Social data such as that in Twitter, Facebook, LinkedIn, and Pinterest is also used, though this is often highly unstructured. That is, it may be free text that must be interpreted. This is not always the case, however, because if you choose to specify the schools you went to from a given list, this data now has exact structure which can be mined.

Perhaps more interesting is the sensor data that is being created by the devices all around you. These include your phones, car, home, and appliances, plus wind turbines, factory machines, and many previously mechanical things that have become more electronic and increasingly connected into the Internet of Things.
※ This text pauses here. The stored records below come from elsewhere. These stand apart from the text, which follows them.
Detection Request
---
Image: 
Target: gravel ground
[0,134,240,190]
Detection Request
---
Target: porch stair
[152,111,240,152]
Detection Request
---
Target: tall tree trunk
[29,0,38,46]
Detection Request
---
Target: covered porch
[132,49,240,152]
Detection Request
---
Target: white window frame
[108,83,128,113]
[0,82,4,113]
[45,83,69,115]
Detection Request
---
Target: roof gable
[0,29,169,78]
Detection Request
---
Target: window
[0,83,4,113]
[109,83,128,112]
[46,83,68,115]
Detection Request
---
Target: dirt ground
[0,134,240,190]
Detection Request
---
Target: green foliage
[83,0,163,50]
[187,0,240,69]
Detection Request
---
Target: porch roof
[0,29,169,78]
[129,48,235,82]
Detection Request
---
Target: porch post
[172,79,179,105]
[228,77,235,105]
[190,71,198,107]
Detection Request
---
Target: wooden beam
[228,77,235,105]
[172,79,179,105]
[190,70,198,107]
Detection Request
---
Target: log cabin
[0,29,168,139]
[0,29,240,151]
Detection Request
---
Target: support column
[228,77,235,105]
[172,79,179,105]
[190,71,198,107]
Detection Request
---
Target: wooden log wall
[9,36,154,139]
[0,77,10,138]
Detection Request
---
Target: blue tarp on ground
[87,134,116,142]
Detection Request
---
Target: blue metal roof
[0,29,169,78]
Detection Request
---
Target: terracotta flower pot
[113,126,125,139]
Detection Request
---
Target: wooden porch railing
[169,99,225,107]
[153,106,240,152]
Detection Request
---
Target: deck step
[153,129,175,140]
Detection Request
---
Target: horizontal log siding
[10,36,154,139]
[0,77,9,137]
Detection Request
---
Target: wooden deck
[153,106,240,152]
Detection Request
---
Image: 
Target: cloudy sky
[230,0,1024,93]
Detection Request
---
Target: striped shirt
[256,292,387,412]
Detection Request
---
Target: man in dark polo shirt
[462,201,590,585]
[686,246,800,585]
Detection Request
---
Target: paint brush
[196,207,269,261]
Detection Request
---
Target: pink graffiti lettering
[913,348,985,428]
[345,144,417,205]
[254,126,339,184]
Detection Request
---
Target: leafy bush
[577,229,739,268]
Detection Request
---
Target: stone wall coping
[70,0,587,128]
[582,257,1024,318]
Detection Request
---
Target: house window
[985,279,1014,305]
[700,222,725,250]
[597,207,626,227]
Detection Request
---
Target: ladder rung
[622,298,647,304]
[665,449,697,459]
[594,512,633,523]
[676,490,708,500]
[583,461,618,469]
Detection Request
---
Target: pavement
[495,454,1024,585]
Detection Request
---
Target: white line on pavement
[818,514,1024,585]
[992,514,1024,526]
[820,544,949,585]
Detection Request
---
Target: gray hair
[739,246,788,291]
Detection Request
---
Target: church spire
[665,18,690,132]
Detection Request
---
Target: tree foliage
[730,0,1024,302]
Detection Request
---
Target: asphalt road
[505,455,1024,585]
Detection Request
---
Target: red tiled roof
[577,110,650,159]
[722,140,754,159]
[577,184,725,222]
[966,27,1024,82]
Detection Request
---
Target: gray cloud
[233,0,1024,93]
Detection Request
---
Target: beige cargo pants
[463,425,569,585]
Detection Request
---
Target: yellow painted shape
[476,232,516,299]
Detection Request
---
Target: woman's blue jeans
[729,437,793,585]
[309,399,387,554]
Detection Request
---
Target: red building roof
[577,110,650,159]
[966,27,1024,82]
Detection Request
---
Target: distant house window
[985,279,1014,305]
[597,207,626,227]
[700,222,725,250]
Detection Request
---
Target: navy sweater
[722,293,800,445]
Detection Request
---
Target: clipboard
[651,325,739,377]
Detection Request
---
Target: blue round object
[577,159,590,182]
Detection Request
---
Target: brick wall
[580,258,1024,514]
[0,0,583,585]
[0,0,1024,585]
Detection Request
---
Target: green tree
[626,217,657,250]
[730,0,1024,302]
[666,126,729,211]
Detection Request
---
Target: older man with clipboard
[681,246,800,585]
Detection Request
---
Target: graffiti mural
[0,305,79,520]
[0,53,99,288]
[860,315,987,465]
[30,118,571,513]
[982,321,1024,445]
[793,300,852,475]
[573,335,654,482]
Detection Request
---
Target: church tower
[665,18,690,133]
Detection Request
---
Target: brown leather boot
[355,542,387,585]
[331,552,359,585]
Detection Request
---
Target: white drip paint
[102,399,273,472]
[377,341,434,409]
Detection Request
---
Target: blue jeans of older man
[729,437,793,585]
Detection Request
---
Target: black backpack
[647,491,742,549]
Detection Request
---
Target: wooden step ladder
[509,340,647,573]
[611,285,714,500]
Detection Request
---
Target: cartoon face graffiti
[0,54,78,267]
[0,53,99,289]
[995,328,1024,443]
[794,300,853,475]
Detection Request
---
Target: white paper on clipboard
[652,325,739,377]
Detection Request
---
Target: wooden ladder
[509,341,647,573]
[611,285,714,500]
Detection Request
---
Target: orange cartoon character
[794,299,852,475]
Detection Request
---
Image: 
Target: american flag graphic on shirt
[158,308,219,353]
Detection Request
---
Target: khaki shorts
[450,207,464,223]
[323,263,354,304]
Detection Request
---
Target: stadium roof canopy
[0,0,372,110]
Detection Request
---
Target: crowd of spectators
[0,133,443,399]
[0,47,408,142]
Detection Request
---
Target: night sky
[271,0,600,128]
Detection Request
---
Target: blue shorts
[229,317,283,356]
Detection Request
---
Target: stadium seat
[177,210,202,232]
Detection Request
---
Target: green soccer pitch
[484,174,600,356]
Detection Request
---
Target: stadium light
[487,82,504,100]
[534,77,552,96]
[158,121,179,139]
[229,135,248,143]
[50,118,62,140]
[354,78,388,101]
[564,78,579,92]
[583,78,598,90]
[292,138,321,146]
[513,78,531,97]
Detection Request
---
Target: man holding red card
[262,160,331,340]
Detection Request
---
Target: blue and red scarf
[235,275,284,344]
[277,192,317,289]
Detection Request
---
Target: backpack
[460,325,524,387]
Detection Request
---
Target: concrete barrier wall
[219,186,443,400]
Every digital process and social media exchange produces it

If a process is digital, that means data is involved. How much of that is saved and can be used for later analysis?

When you take part in a social network someone knows what you are saying, when you said it in context of your other updates, if it was part of a conversation, possibly what you you were discussing (“rotfl mebbe not”), and the influence structure of your extended network. That is, what you say is just the very beginning of a very long chain of direct and inferred collection of data.

Much of this data is actually metadata. When I do a status update on Twitter, my text is the data, but the time I tweeted and where I was when I did it are both examples of metadata.

When you use a mobile app, a lot of metadata is available too. It’s not just what you did, it’s the sequence in which you did things and with whom. This information can be used to improve the app for you, or allow the app provider to make its services, possibly paid, more attractive to you.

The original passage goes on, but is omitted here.